Ngomong-ngomong orang yang membeli mobil kesayangannya adalah seorang laki-laki berusia 29 tahun. Ia berasal dari Surabaya dan berprofesi sebagai makelar mobil bekas baik jenis mobil antik maupun mobil mewah. Ia datang jauh ke Jakarta hanya untuk transaksi itu dan kembali ke Surabaya di hari yang sama serta membawa mobilnya. Ralat, sekarang bukan mobil Rangga lagi.

"Nggak sempet makan siang, tadi gue ketemu sama orang yang mau beli mobil gue di HI." Jawab Rangga sambil memeriksa berkas yang dibawa Yoga.

"Terus? Kejual?" Tanta Yoga penasaran.

"Iya. Emang udah fix sejak beberapa hari yang lalu cuma baru ketemu sekarang soalnya yang beli tinggal di Surabaya." Jelas Rangga.

Yoga mengangguk paham lantas melanjutkan, "Jadi lo bakalan resign dalam waktu dekat?
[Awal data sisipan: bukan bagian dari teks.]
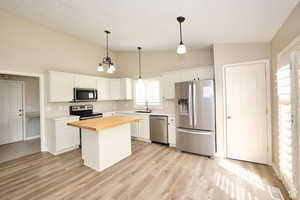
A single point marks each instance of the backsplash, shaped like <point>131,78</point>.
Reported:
<point>62,109</point>
<point>167,107</point>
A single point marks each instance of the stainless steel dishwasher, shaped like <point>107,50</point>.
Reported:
<point>159,128</point>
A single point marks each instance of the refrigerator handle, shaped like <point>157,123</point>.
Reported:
<point>190,105</point>
<point>195,104</point>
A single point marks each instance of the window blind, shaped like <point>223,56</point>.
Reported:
<point>284,86</point>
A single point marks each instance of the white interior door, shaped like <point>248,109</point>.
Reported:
<point>246,106</point>
<point>11,111</point>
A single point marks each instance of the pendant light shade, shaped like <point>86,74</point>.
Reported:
<point>106,63</point>
<point>181,49</point>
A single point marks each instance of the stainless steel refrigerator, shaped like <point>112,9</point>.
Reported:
<point>195,117</point>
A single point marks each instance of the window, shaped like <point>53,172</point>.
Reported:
<point>285,122</point>
<point>148,92</point>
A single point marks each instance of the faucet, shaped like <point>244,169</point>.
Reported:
<point>147,107</point>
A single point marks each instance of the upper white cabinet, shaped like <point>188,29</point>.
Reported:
<point>126,89</point>
<point>60,86</point>
<point>103,87</point>
<point>82,81</point>
<point>115,89</point>
<point>170,78</point>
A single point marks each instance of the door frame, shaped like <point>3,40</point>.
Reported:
<point>23,104</point>
<point>268,111</point>
<point>42,102</point>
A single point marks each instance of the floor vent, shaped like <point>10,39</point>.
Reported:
<point>275,193</point>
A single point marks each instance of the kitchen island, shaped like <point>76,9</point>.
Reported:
<point>105,141</point>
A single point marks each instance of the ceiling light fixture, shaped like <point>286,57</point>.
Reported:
<point>181,48</point>
<point>107,62</point>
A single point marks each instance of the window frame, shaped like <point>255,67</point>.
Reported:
<point>146,81</point>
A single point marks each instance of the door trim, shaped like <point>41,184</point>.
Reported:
<point>42,102</point>
<point>268,111</point>
<point>23,105</point>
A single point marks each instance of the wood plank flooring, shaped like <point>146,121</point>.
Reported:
<point>19,149</point>
<point>154,172</point>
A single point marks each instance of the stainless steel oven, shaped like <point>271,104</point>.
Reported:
<point>85,94</point>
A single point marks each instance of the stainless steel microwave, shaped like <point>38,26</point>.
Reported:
<point>85,94</point>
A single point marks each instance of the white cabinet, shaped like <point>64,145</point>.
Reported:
<point>169,79</point>
<point>140,130</point>
<point>60,86</point>
<point>115,89</point>
<point>82,81</point>
<point>61,137</point>
<point>135,129</point>
<point>103,87</point>
<point>126,89</point>
<point>144,128</point>
<point>171,131</point>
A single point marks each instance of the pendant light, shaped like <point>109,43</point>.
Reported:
<point>140,67</point>
<point>181,47</point>
<point>107,61</point>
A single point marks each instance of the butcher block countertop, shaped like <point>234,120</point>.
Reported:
<point>98,124</point>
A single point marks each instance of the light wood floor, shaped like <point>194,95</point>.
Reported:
<point>19,149</point>
<point>153,172</point>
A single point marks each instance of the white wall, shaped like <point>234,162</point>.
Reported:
<point>155,62</point>
<point>30,47</point>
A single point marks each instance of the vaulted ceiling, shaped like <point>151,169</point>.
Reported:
<point>152,24</point>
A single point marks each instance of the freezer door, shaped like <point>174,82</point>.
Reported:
<point>204,105</point>
<point>195,141</point>
<point>184,104</point>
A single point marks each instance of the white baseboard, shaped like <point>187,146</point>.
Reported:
<point>33,137</point>
<point>291,191</point>
<point>141,139</point>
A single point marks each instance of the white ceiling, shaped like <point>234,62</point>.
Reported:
<point>152,23</point>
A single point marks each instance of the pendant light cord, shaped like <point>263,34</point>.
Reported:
<point>139,48</point>
<point>107,44</point>
<point>180,33</point>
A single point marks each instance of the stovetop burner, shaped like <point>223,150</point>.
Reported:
<point>84,111</point>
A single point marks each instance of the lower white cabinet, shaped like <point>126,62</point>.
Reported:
<point>108,114</point>
<point>144,128</point>
<point>140,130</point>
<point>61,137</point>
<point>171,131</point>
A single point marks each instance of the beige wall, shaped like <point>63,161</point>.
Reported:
<point>154,63</point>
<point>231,54</point>
<point>32,93</point>
<point>286,34</point>
<point>29,47</point>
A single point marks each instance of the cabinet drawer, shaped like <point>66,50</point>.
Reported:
<point>66,137</point>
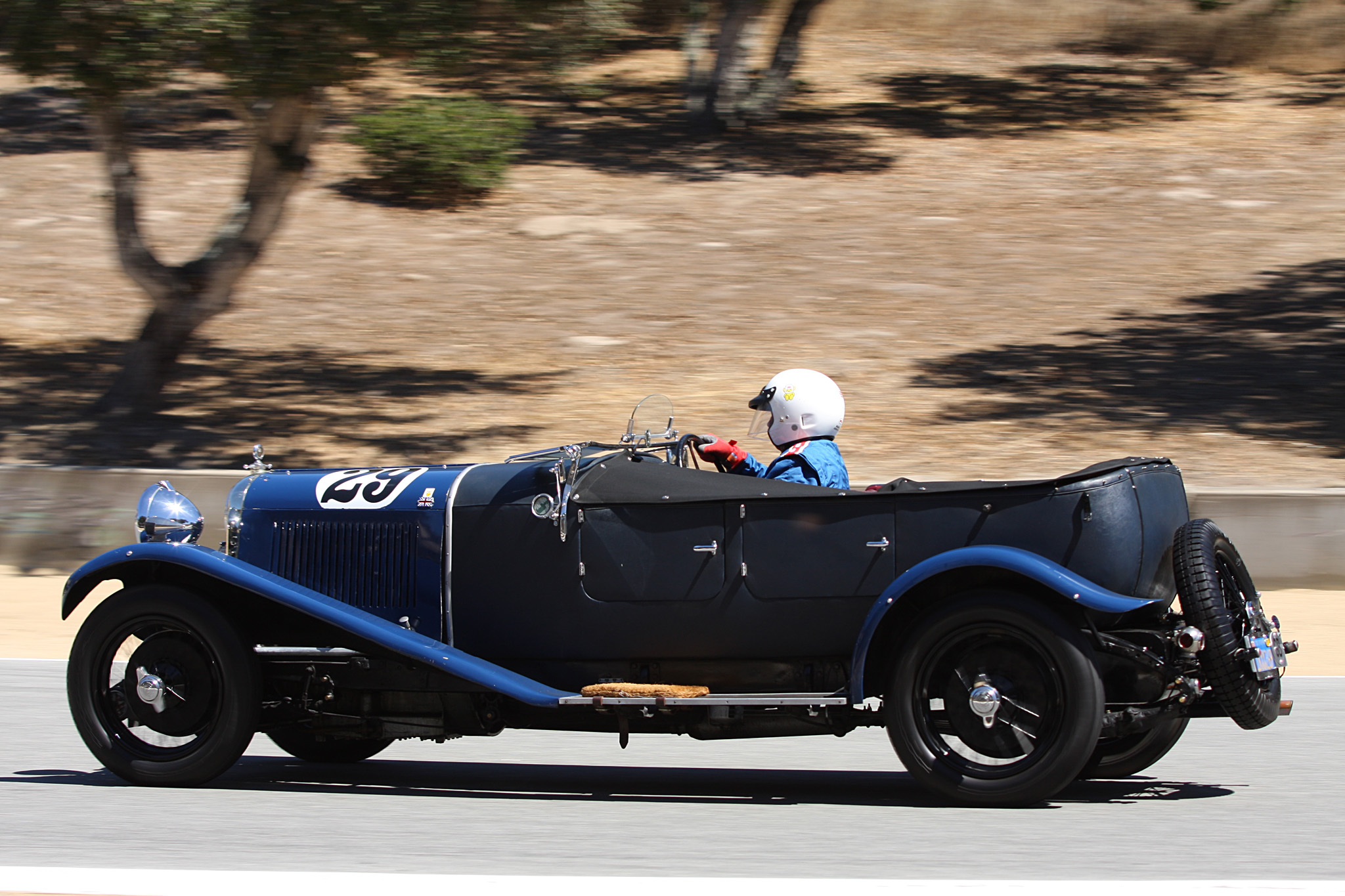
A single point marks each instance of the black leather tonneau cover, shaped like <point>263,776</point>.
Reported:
<point>903,484</point>
<point>619,480</point>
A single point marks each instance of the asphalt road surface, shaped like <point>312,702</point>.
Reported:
<point>1225,803</point>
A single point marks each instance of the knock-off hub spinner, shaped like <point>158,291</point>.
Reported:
<point>150,688</point>
<point>985,702</point>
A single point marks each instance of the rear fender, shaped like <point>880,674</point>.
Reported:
<point>165,562</point>
<point>982,565</point>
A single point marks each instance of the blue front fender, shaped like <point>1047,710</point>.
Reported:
<point>342,616</point>
<point>1055,576</point>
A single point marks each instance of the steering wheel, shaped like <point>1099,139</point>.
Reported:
<point>685,449</point>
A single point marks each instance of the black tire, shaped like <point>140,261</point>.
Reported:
<point>209,703</point>
<point>1051,702</point>
<point>1130,756</point>
<point>1214,586</point>
<point>304,744</point>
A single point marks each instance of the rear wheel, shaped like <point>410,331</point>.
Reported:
<point>996,702</point>
<point>162,688</point>
<point>1219,598</point>
<point>304,744</point>
<point>1130,756</point>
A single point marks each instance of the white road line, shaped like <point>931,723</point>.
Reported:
<point>125,882</point>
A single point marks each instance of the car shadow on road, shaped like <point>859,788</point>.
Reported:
<point>618,784</point>
<point>1262,362</point>
<point>225,399</point>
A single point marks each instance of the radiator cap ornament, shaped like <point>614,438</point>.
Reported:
<point>257,468</point>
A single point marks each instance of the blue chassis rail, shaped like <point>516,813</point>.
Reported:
<point>464,666</point>
<point>286,593</point>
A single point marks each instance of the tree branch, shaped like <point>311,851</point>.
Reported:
<point>283,135</point>
<point>136,258</point>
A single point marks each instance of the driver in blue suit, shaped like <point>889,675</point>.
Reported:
<point>801,412</point>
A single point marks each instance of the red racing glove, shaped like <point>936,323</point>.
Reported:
<point>726,453</point>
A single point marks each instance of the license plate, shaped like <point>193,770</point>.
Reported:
<point>1270,654</point>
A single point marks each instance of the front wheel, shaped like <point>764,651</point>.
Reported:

Seperti kata Hesa?"

"Emang Hesa bilang begitu?" Rangga mendongak.

Yoga meluruskan punggungnya, "Iya. Sambil marah-marah." Ujar Yoga setelah melihat ke arah pintu, siapa tahu tiba-tiba Hesa datang dan mendengar obrolan mereka.

"Hesa nggak akan biarin gue pergi sebelum semua proyek yang masuk selesai." Kata Rangga yakin.

"Makanya gue nanya. Hesa pasti marah-marah selama setahun penuh sama anak-anak termasuk gue kalau lo sampai resign tahun ini." Tambah Yoga sambil bersedekap.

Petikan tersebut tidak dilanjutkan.